Vice President Kamala Harris claims to be a “daughter of Oakland.” But while she was born in an Oakland, California, hospital in 1964, her parents lived in Berkeley at the time, where they stayed for just two years before moving first to Urbana, Illinois, then Evanston, Illinois, then Madison, Wisconsin.

Harris did not return to the Bay Area until 1970, when her mother chose to live, again, in Berkeley. Her parents had divorced by this point, and Harris and her sister would often spend weekends with her father in Palo Alto. 

If you think all these cities have something in common, you are correct: They are all college towns. Harris is the daughter of two highly educated immigrant parents with illustrious academic careers. If Harris is from anywhere, it’s the faculty lounge.

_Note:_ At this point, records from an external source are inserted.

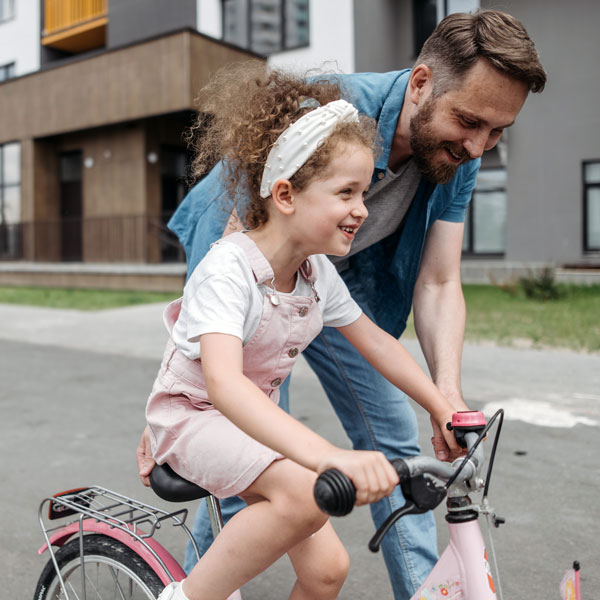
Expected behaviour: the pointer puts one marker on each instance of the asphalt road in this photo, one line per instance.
(73, 392)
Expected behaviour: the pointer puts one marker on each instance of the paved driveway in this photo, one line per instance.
(73, 392)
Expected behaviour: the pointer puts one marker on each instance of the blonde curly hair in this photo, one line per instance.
(244, 109)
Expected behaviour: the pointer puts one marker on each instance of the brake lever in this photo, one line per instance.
(421, 494)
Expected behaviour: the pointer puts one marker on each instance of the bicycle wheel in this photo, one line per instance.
(112, 570)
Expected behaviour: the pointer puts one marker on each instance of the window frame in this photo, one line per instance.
(246, 13)
(11, 232)
(12, 12)
(470, 220)
(586, 186)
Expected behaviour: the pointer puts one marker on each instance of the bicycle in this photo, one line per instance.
(109, 550)
(463, 571)
(106, 550)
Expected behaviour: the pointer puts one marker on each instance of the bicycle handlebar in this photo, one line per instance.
(335, 493)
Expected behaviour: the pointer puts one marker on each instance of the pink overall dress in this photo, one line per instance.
(192, 436)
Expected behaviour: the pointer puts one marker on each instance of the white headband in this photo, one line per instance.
(295, 145)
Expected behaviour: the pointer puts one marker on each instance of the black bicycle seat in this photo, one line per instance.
(172, 487)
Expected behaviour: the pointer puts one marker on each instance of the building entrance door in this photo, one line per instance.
(71, 201)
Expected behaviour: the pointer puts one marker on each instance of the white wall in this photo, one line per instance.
(331, 39)
(208, 18)
(331, 35)
(20, 38)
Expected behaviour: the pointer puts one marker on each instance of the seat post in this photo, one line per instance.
(214, 514)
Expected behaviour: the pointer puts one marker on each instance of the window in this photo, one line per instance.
(7, 10)
(486, 218)
(266, 26)
(591, 206)
(7, 71)
(10, 200)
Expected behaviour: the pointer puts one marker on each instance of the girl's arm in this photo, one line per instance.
(248, 407)
(394, 362)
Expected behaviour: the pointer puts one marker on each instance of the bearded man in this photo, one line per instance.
(435, 121)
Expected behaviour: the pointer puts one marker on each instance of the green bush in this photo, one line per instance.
(541, 286)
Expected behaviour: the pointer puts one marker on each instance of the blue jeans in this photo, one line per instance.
(376, 416)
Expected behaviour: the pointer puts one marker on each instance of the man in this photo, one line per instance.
(435, 121)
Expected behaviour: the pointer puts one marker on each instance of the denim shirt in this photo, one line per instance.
(385, 272)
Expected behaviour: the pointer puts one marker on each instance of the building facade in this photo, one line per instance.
(96, 94)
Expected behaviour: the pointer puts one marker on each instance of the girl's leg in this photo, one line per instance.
(281, 514)
(321, 564)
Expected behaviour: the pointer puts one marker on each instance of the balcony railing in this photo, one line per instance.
(136, 239)
(75, 25)
(63, 14)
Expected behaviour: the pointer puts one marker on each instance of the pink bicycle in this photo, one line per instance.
(109, 548)
(463, 571)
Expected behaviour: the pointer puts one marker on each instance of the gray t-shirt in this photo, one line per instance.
(388, 202)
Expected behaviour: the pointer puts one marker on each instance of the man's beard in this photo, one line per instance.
(425, 146)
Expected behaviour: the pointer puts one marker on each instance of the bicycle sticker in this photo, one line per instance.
(451, 590)
(488, 571)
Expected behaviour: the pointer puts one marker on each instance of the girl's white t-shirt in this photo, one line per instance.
(222, 296)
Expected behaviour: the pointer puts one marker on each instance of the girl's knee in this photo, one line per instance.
(301, 512)
(327, 577)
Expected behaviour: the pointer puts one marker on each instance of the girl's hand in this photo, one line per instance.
(371, 473)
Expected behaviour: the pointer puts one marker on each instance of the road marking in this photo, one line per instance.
(537, 413)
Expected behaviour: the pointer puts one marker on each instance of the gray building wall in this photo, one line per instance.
(555, 132)
(383, 34)
(135, 20)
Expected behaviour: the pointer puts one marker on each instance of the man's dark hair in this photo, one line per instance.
(461, 39)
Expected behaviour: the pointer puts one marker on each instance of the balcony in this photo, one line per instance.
(75, 25)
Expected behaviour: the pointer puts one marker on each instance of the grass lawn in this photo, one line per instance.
(80, 299)
(508, 317)
(502, 316)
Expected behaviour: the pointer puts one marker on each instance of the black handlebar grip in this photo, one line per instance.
(334, 493)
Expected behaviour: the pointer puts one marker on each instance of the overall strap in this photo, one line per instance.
(258, 263)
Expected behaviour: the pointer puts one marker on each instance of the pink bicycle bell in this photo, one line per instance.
(465, 422)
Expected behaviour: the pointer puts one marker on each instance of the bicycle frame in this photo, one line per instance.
(463, 570)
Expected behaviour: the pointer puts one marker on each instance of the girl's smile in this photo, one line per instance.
(329, 212)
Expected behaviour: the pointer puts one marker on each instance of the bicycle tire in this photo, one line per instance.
(111, 569)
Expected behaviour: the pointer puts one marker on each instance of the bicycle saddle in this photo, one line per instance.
(173, 488)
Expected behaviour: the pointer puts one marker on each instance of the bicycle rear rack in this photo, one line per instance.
(113, 509)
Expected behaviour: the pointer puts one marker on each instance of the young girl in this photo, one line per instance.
(251, 306)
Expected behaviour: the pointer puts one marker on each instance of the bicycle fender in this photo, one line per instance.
(93, 526)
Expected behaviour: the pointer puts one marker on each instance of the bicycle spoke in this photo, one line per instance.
(117, 584)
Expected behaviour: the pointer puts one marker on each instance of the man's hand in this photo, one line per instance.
(144, 457)
(441, 434)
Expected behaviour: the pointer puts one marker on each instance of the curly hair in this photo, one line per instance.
(244, 109)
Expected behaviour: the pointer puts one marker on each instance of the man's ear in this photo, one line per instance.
(420, 83)
(283, 196)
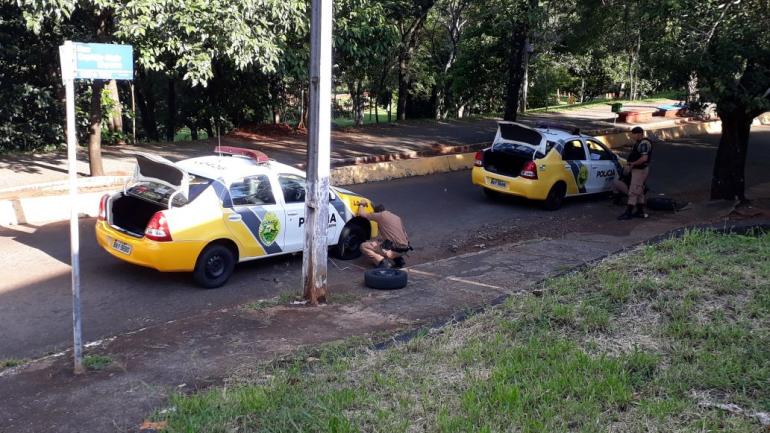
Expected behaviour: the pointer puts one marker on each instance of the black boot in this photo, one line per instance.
(628, 214)
(640, 213)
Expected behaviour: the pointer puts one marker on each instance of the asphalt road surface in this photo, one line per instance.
(444, 214)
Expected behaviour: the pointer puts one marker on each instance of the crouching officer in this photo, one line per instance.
(387, 250)
(639, 166)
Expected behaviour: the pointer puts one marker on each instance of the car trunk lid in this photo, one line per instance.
(521, 138)
(158, 170)
(514, 146)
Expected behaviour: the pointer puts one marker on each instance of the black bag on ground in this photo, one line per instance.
(663, 203)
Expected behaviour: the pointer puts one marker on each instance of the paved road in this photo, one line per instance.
(444, 213)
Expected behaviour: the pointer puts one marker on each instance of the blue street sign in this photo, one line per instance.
(104, 61)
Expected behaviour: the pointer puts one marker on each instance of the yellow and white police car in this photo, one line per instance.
(545, 164)
(206, 214)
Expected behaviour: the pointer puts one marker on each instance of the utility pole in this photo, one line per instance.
(318, 154)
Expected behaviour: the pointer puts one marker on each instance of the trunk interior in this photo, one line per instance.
(132, 214)
(504, 163)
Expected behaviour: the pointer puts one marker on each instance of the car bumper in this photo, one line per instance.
(164, 256)
(518, 186)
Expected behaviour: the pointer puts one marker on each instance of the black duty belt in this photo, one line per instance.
(387, 244)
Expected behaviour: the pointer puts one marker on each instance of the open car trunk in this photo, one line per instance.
(132, 214)
(506, 163)
(514, 146)
(156, 183)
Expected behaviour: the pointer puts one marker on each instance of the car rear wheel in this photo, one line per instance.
(555, 196)
(349, 245)
(214, 267)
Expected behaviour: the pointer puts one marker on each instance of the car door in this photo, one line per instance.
(293, 191)
(576, 161)
(602, 168)
(257, 220)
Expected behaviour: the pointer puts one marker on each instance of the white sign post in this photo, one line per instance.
(81, 61)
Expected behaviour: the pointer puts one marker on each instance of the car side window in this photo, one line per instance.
(293, 188)
(252, 190)
(573, 151)
(598, 152)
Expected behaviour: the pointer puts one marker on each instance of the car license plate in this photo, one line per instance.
(121, 246)
(497, 182)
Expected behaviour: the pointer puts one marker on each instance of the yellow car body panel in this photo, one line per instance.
(192, 228)
(550, 170)
(163, 256)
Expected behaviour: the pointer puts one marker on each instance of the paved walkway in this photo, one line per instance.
(19, 172)
(201, 351)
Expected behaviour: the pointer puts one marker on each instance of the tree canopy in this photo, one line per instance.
(204, 65)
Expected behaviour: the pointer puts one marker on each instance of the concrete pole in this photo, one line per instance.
(69, 86)
(318, 154)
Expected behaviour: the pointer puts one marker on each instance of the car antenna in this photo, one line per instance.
(219, 139)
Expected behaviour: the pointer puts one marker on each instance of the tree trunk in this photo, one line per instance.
(171, 100)
(116, 115)
(729, 182)
(193, 129)
(692, 87)
(146, 102)
(359, 104)
(209, 129)
(461, 111)
(515, 70)
(403, 87)
(95, 130)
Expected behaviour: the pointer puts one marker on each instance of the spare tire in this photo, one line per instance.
(385, 279)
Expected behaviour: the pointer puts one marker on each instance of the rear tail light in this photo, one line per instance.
(103, 208)
(479, 159)
(157, 229)
(529, 171)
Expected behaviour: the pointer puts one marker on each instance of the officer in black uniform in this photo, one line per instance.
(639, 167)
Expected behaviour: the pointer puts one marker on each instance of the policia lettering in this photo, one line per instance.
(332, 220)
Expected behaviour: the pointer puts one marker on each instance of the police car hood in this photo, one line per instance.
(519, 136)
(159, 170)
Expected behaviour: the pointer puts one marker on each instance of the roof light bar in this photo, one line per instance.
(257, 156)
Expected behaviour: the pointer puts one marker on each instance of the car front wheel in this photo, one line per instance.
(214, 267)
(555, 196)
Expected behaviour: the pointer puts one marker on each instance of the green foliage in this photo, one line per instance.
(96, 362)
(30, 112)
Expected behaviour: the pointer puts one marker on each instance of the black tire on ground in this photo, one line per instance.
(214, 266)
(349, 245)
(385, 279)
(492, 194)
(555, 196)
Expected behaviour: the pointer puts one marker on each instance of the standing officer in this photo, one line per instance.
(391, 244)
(639, 165)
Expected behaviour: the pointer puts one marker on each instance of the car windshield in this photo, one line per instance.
(160, 193)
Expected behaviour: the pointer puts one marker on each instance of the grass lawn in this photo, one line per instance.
(638, 343)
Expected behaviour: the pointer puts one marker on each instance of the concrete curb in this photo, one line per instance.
(47, 208)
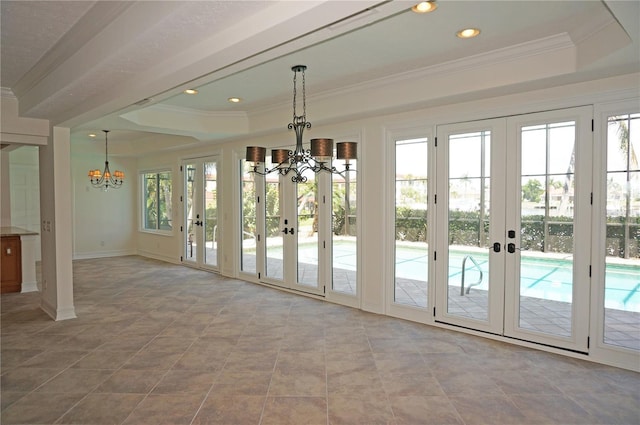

It is unclear if either of Harris’s parents were football fans, which would have made the annual “Big Game” between the California Golden Bears and Stanford Cardinal awkward. Either way, Harris was not even in the United States when Berkeley radio announcer Joe Starky shouted, “The band is out on the field! He’s going to go into the end zone!” when the Bears ran back the kickoff against Stanford to beat John Elway in 1982. Harris was in Canada at the time, where she had been since she moved there for high school in 1976.

Harris never even lived in Oakland until after law school when she took a job with the Alameda County District Attorney’s office in 1990. She lived there for just three years, however, before her boyfriend, the powerful Assembly Speaker Willie Brown (who has a cameo in Godfather III) gave her a $97,000 job in Sacramento. Nice work if you can get it.

“She’s only doing what all politicians do,” MSNBC columnist Robyn Autry wrote defending Harris’s biographical fiction. “Naming a place of origin that signals her politics. Yes, Harris gains bona fides from being associated with a city that symbolizes Black working class grit and activism, and not the image of white elitism and radicalism associated with San Francisco but especially Berkeley.”

Telling people where we are from absolutely communicates a message. I remember my first paying gig in Washington, D.C. I was working for a lobbying firm at the height of the tech bubble (1999). Every client had an idea about how the government could be made better by the internet. After one such client meeting, one of the partners turned to me and said, “You always tell everyone you’re from Oakland. Couldn’t you just say San Francisco?”

CLICK HERE TO READ MORE FROM THE WASHINGTON EXAMINER

I couldn’t. I was offended. My parents may have met on the campus of San Francisco State in 1968. My favorite baseball team may have been the San Francisco Giants (Will Clark had his big rookie year before Mark McGwire), and my favorite football team may have been the San Francisco 49ers (the Raiders were in LA when I was growing up), yet it just did not feel right saying I was from San Francisco. I wasn’t. I was from Oakland. There is a difference.

For some people, like Harris, fudging that difference is just part of life in Washington. For some of us, it means something more.